As the ELSI portfolio of research, policy and education activities has grown, the following four areas have been identified as having a high priority for current and future ELSI activities.

1. Privacy and Fairness in the Use and Interpretation of Genetic Information

Genetic information is being discovered at an increasingly remarkable pace. In some cases, however, not enough is known about the meaning of genetic information or how it is being interpreted and used. The risk of genetic discrimination grows as new disease susceptibility genes are identified. Activities that examine these issues and develop guidelines and frameworks for ensuring the safe and appropriate use of genetic information are crucial to the success of the Human Genome Project.

Specific topics in this area would include, but are not limited to:

• the privacy and confidentiality of genetic information, including questions of ownership and control of genetic information, and consent to disclosure and use of genetic information;
• questions of the fair use of genetic information (e.g., insurance, employment, the criminal justice system, the educational system, adoption, and the military);
• conceptual and philosophical implications raised by genetics research, such as its implications for such concepts as personal identity and responsibility, genetic determinism and reductionism, and health and disease;
• the uses and misuses of genetic information in the past and the relevance of the historical experience to current practices and policies;
• the impact of genetic information, including genetic information about mental disorders, on the individual and on social groups, including questions of individual and group psychological responses, family relationships, and stigmatization.
• studies on cultural differences in the uses of genetic information; and
• the effect of genetic information on the concept of disability.

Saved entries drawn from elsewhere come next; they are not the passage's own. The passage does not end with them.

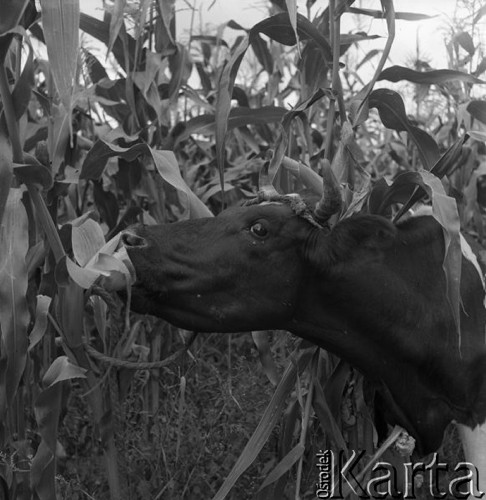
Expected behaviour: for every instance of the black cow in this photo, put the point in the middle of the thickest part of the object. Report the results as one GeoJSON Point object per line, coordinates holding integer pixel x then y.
{"type": "Point", "coordinates": [372, 292]}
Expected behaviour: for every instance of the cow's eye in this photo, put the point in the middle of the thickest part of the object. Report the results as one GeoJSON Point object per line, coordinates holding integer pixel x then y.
{"type": "Point", "coordinates": [258, 229]}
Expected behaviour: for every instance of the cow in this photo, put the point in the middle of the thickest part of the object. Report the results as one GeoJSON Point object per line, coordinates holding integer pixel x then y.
{"type": "Point", "coordinates": [368, 290]}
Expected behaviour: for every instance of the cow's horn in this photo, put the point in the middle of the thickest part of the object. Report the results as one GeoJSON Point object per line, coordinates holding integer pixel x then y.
{"type": "Point", "coordinates": [331, 201]}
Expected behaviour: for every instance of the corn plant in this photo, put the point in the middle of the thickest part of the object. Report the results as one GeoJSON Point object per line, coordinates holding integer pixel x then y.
{"type": "Point", "coordinates": [145, 128]}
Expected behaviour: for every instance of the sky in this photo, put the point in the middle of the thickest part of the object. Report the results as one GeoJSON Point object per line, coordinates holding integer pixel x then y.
{"type": "Point", "coordinates": [427, 34]}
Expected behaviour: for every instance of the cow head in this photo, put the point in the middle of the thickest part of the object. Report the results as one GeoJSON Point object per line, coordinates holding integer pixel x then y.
{"type": "Point", "coordinates": [368, 291]}
{"type": "Point", "coordinates": [246, 269]}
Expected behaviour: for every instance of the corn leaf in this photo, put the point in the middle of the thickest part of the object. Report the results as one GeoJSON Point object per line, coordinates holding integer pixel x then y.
{"type": "Point", "coordinates": [87, 239]}
{"type": "Point", "coordinates": [12, 11]}
{"type": "Point", "coordinates": [6, 172]}
{"type": "Point", "coordinates": [165, 163]}
{"type": "Point", "coordinates": [378, 14]}
{"type": "Point", "coordinates": [60, 20]}
{"type": "Point", "coordinates": [284, 465]}
{"type": "Point", "coordinates": [477, 110]}
{"type": "Point", "coordinates": [223, 103]}
{"type": "Point", "coordinates": [238, 117]}
{"type": "Point", "coordinates": [392, 112]}
{"type": "Point", "coordinates": [267, 422]}
{"type": "Point", "coordinates": [47, 410]}
{"type": "Point", "coordinates": [280, 29]}
{"type": "Point", "coordinates": [260, 338]}
{"type": "Point", "coordinates": [14, 313]}
{"type": "Point", "coordinates": [116, 22]}
{"type": "Point", "coordinates": [439, 76]}
{"type": "Point", "coordinates": [40, 325]}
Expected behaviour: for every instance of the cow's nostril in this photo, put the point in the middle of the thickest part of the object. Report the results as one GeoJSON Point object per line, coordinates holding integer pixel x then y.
{"type": "Point", "coordinates": [132, 240]}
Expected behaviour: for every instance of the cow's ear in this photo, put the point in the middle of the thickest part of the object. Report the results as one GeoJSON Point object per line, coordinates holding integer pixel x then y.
{"type": "Point", "coordinates": [355, 234]}
{"type": "Point", "coordinates": [369, 231]}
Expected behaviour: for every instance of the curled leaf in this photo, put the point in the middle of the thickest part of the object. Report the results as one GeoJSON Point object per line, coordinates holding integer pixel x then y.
{"type": "Point", "coordinates": [439, 76]}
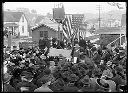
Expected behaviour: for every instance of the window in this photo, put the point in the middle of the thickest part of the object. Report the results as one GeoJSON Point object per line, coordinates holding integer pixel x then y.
{"type": "Point", "coordinates": [22, 29]}
{"type": "Point", "coordinates": [41, 34]}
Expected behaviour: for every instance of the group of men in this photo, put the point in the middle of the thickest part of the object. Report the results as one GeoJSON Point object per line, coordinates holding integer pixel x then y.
{"type": "Point", "coordinates": [90, 69]}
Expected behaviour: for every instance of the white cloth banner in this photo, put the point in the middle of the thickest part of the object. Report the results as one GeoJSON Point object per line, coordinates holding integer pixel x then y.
{"type": "Point", "coordinates": [56, 52]}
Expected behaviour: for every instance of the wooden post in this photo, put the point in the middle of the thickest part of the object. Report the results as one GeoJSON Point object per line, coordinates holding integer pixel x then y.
{"type": "Point", "coordinates": [9, 39]}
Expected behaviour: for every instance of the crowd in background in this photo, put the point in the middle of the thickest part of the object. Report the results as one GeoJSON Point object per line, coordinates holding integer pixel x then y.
{"type": "Point", "coordinates": [91, 69]}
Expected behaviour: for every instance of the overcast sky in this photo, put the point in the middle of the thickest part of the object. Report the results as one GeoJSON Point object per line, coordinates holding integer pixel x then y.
{"type": "Point", "coordinates": [70, 7]}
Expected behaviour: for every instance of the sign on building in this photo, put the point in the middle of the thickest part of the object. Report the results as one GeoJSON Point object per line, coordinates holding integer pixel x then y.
{"type": "Point", "coordinates": [57, 52]}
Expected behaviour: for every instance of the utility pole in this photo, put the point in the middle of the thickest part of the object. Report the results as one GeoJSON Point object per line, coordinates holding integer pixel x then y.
{"type": "Point", "coordinates": [110, 19]}
{"type": "Point", "coordinates": [99, 9]}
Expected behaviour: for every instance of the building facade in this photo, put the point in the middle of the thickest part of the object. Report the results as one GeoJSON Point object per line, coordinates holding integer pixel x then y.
{"type": "Point", "coordinates": [45, 32]}
{"type": "Point", "coordinates": [16, 22]}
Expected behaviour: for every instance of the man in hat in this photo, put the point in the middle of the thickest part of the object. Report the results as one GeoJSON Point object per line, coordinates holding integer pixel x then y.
{"type": "Point", "coordinates": [7, 87]}
{"type": "Point", "coordinates": [26, 83]}
{"type": "Point", "coordinates": [106, 56]}
{"type": "Point", "coordinates": [116, 56]}
{"type": "Point", "coordinates": [75, 53]}
{"type": "Point", "coordinates": [95, 56]}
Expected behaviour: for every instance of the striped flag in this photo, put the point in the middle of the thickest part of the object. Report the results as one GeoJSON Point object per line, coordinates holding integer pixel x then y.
{"type": "Point", "coordinates": [71, 25]}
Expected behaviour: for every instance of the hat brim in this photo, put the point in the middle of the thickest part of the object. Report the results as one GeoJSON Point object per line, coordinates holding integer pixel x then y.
{"type": "Point", "coordinates": [8, 79]}
{"type": "Point", "coordinates": [101, 85]}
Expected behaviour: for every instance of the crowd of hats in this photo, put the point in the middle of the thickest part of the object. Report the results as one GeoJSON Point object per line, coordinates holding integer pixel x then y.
{"type": "Point", "coordinates": [31, 62]}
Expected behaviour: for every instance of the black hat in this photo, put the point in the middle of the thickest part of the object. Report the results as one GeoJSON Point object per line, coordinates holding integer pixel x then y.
{"type": "Point", "coordinates": [104, 48]}
{"type": "Point", "coordinates": [7, 77]}
{"type": "Point", "coordinates": [47, 71]}
{"type": "Point", "coordinates": [105, 86]}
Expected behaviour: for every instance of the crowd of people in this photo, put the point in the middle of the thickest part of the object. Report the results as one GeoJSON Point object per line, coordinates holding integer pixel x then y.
{"type": "Point", "coordinates": [90, 69]}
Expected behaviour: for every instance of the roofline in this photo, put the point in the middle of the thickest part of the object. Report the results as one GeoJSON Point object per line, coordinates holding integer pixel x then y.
{"type": "Point", "coordinates": [42, 25]}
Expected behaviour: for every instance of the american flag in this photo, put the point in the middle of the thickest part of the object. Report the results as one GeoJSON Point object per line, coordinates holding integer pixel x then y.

2. Clinical Integration of New Genetic Technologies

As new genetic technologies are moving rapidly from research into the clinical practice arena, concerns have been raised that, in some cases, not enough is known about the impact of these findings on people's lives and health. Furthermore, questions have arisen as to whether health professionals have been adequately educated about genetics, genetic technologies and the ethical, legal, and social implications surrounding their use in order to optimally provide genetic services to their patients. As a result, activities that examine these issues have been identified as having high priority for ELSI support.

Specific topics in this area include, but are not limited to:

• issues in the delivery of individual and family genetic counseling and testing and population-based genetic screening, including:
  • the elements of informed consent for individuals considering genetic testing;
  • policies related to effectively maintaining privacy and confidentiality of genetic information in individuals and families who have undergone genetic testing;
• issues raised by the increased availability of genetic tests for reproductive risk assessment, prenatal testing, pre-symptomatic testing, predisposition testing, testing for disorders for which no therapeutic intervention is available, and testing for mental disorders and other multifactorial disorders;
• the effect of prenatal genetic information on parents, other family members, and others involved in making reproductive decisions;
• studies of cultural differences and similarities in the use or non-use of genetic testing and counseling services;
• issues raised by the introduction of an increased amount of genetic information into mainstream health care practice; and
• issues specifically raised in the delivery of psychiatric genetic counseling services.

3. Issues Surrounding Genetics Research

Genetics research may result in the discovery of information that is powerful and potentially predictive. In addition, such information may have familial implications. While in some cases such information may be beneficial to research subjects and their families, there is also potential for misinterpretation or misuse. Special concerns have arisen about the process of informed consent, particularly when the risks and benefits of research participation may not be fully known. Concerns have also arisen about how best to prevent the preliminary or premature release of research results and to protect the privacy of individuals who choose to participate in genetics research. Examination of existing research guidelines and recommendations over the past five years has revealed that current guidance and protections need to be enhanced in order to deal with the special considerations related to genetics research. As a result, a third priority area identified for the ELSI program pertains to issues surrounding the conduct of genetics research.

Specific topics in this area include, but are not limited to:

• the elements of informed consent for individuals participating in genetics research;
• the role of institutional review boards (IRBs) in dealing with genetics research;
• issues related to the involvement of individuals and their families in genetics research;
• policies related to effectively maintaining privacy and confidentiality of genetic information about individuals and families participating in genetics research;
• questions raised by the commercialization of the products from human genetics research (e.g. ownership of tissue and tissue derived products, patents, copyrights, and accessibility of data and material); and
• issues surrounding the development and use of experimental gene-based diagnostic tools and therapies.

4. Public and Professional Education

It has become increasingly clear that most members of the general population and most health professionals are not knowledgeable about genetics, genetic technologies and the possible ethical, legal, and social implications of having genetic information. This has become more apparent as the results of a number of ELSI-funded surveys have become available. The new information generated by the Human Genome Project and human genetics research are changing biomedical research, the practice of medicine, and public perceptions about genetic information and technologies. It is imperative that members of the public have an adequate understanding of the meaning of newly discovered genetic information. It is also essential that our nation's health professionals have the knowledge, skills, and resources to effectively integrate this new knowledge and these technologies into the diagnosis, prevention, and treatment of disease. Without knowledgeable health professionals and members of the public, the advances in genetics research will not be fully realized. Thus, a fourth high priority area that has been identified for the ELSI program is public and professiional education.